Background: Conventional wisdom holds that hyperextension
of the metacarpophalangeal joint of the thumb is secondary to degenerative
subluxation of the trapeziometacarpal joint as occurs in osteoarthritis.
We propose that a hypermobile metacarpophalangeal joint may have
a causative role in the development of primary osteoarthritis at
the base of the thumb by concentrating forces on the palmar aspect
of the trapeziometacarpal joint.
Methods: Twenty fresh-frozen cadaveric forearm specimens were
obtained post mortem from donors with no history of connective-tissue
disease. Each specimen was categorized by its passive range of metacarpophalangeal
joint motion. Testing was conducted with Fuji ultra-low-pressure-sensitive
film while the hand was in the lateral-pinch mode with the metacarpophalangeal
joint in each of the following positions: unrestrained, pinned in
neutral, pinned in 30° of flexion, and pinned in maximal hyperextension.

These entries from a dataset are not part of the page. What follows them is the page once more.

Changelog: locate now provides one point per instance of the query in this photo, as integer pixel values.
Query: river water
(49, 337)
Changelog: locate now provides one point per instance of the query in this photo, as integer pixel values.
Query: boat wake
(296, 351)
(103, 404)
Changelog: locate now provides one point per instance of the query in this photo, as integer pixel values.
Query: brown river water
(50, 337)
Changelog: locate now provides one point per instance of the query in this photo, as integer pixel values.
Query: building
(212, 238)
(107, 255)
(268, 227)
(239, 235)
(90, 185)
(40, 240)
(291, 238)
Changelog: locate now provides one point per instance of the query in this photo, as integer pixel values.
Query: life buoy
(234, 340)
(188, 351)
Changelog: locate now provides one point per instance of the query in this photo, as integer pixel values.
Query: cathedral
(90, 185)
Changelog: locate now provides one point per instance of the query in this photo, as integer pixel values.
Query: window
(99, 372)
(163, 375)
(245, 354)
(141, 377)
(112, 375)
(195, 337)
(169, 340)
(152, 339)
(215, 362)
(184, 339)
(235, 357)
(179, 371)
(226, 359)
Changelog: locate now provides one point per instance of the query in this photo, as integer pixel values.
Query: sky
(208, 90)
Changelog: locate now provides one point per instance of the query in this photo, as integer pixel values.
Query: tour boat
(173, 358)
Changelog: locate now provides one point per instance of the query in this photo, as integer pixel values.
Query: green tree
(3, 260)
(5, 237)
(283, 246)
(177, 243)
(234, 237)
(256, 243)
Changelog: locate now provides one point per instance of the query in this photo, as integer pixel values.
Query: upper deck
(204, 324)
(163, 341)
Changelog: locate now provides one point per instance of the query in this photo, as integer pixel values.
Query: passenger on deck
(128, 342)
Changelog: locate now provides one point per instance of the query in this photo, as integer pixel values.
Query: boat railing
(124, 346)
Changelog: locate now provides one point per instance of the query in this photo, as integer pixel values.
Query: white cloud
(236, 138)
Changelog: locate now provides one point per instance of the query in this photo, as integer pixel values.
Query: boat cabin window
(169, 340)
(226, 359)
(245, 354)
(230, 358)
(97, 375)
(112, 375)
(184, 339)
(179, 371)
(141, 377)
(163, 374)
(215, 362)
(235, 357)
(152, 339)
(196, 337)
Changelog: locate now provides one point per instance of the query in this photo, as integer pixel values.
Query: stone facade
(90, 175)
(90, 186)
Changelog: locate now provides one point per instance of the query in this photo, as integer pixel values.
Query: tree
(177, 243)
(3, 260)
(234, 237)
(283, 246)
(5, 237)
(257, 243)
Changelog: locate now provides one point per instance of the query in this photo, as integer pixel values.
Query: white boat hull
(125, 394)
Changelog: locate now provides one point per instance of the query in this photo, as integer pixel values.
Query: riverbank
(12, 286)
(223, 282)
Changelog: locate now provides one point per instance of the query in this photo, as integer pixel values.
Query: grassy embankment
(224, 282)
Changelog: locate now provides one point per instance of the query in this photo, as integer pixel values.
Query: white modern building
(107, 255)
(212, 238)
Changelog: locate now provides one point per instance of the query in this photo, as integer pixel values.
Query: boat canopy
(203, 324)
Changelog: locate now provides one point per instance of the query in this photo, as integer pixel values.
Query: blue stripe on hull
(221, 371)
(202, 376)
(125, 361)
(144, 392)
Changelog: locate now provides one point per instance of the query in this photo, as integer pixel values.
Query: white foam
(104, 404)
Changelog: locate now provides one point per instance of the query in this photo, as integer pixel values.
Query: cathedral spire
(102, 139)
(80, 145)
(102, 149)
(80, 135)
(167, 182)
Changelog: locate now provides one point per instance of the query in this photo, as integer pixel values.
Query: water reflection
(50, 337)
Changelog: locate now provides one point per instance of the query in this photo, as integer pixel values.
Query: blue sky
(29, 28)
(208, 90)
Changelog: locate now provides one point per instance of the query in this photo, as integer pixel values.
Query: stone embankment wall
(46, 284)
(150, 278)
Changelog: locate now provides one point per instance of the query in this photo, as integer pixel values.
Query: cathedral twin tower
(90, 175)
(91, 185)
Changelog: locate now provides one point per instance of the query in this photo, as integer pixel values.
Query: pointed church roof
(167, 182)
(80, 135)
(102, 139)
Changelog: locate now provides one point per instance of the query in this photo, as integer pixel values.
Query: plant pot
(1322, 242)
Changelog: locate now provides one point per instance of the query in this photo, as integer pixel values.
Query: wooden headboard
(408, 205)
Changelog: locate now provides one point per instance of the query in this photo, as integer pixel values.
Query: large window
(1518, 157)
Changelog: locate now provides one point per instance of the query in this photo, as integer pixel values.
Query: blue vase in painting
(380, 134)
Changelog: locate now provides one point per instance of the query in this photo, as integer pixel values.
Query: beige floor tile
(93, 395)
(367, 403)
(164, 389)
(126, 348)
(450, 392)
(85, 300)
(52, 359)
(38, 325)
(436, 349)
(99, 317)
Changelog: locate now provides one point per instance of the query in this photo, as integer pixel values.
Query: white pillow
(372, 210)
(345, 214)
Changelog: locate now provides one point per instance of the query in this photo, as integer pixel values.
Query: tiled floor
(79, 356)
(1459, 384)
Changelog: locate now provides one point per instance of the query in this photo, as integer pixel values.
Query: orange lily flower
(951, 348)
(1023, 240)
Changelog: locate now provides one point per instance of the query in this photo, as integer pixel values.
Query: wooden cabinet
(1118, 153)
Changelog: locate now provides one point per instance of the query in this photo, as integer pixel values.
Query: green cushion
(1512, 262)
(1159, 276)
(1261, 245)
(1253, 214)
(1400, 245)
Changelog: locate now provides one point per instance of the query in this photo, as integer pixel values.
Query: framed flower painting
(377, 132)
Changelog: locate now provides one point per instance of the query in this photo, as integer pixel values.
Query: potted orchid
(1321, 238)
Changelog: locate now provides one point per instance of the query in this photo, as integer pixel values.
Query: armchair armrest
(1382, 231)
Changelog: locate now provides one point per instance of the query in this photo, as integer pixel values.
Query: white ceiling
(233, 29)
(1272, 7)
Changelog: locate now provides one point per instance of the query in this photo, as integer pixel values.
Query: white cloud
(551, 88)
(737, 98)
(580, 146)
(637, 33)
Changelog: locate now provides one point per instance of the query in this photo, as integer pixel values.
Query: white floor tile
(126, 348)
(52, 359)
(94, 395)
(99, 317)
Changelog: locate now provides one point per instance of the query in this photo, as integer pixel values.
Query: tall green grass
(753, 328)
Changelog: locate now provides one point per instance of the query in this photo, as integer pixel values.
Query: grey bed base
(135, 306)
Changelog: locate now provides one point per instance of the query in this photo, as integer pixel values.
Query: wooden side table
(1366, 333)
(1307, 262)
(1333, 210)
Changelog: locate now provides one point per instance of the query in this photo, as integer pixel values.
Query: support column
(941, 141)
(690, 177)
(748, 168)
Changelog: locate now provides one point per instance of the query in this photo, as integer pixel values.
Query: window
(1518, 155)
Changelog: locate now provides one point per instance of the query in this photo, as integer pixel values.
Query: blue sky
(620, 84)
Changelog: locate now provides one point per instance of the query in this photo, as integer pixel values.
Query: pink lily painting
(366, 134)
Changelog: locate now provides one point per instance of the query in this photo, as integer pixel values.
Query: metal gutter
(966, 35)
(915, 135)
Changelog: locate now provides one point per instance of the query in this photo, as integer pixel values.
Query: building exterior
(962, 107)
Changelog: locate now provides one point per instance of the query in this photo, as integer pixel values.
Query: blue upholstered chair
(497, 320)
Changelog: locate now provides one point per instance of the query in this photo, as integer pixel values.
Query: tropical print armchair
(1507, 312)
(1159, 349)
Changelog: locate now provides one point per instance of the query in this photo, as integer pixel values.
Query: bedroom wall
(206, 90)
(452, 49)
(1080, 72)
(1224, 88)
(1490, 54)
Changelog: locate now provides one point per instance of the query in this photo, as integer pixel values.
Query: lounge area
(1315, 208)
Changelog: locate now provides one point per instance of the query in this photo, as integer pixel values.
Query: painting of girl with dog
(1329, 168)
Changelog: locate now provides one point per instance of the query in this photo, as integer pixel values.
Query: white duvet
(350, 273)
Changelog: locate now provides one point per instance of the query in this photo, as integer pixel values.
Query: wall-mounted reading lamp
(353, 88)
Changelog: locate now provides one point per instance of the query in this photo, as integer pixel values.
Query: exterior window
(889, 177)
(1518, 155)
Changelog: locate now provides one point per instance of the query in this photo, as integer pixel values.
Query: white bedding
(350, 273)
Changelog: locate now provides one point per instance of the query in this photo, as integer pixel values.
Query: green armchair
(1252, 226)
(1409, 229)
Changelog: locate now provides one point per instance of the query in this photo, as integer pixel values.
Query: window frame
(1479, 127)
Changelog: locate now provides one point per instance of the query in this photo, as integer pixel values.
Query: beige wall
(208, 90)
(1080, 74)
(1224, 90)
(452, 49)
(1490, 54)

Quantitative analysis of the trapezial contact surface at each of
the metacarpophalangeal joint positions was performed, and the center
of pressure was determined. Each specimen was then classified according
to the extent of arthritic disease (nonarthritic, moderately arthritic,
or affected by end-stage arthritis).
Results: In specimens affected by end-stage osteoarthritis, the
center of pressure on the trapeziometacarpal joint moved dorsally
by 56.8% of the length of the trapezial surface with metacarpophalangeal
joint flexions of 30° (p < 0.01), whereas the corresponding
values were 28.2% and 40.9% in the hyperextended
and neutral metacarpophalangeal joint positions, respectively. In
specimens with moderate osteoarthritis, 30° of metacarpophalangeal
joint flexion also produced the most dorsal trapeziometacarpal center
of pressure (44.8%); however, this center of pressure was
not significantly different from the centers of pressure at the
other metacarpophalangeal joint positions. In nonarthritic specimens,
the center of pressure was again significantly more dorsal with
metacarpophalangeal joint flexion of 30° than it was at the other
positions (p < 0.01).
Conclusion: Metacarpophalangeal joint flexion effectively unloaded
the most palmar surfaces of the trapeziometacarpal joint regardless
of the presence or severity of arthritic disease in this joint.
Clinical Relevance: The presence of hyperextension
laxity of the metacarpophalangeal joint may identify individuals
who are predisposed to the development of arthritis of the trapeziometacarpal
joint; such individuals might benefit from early intervention to
stabilize the metacarpophalangeal joint and thus to retard the natural
progression of osteoarthritic disease at the base of the thumb.
Likewise, in symptomatic patients with a hypermobile metacarpophalangeal joint,
fixation of the metacarpophalangeal joint in flexion by either splinting
or surgical stabilization may alleviate basal joint symptoms by
redirecting trapeziometacarpal joint forces away from the palmar
compartment and onto the healthier dorsal aspect of the joint.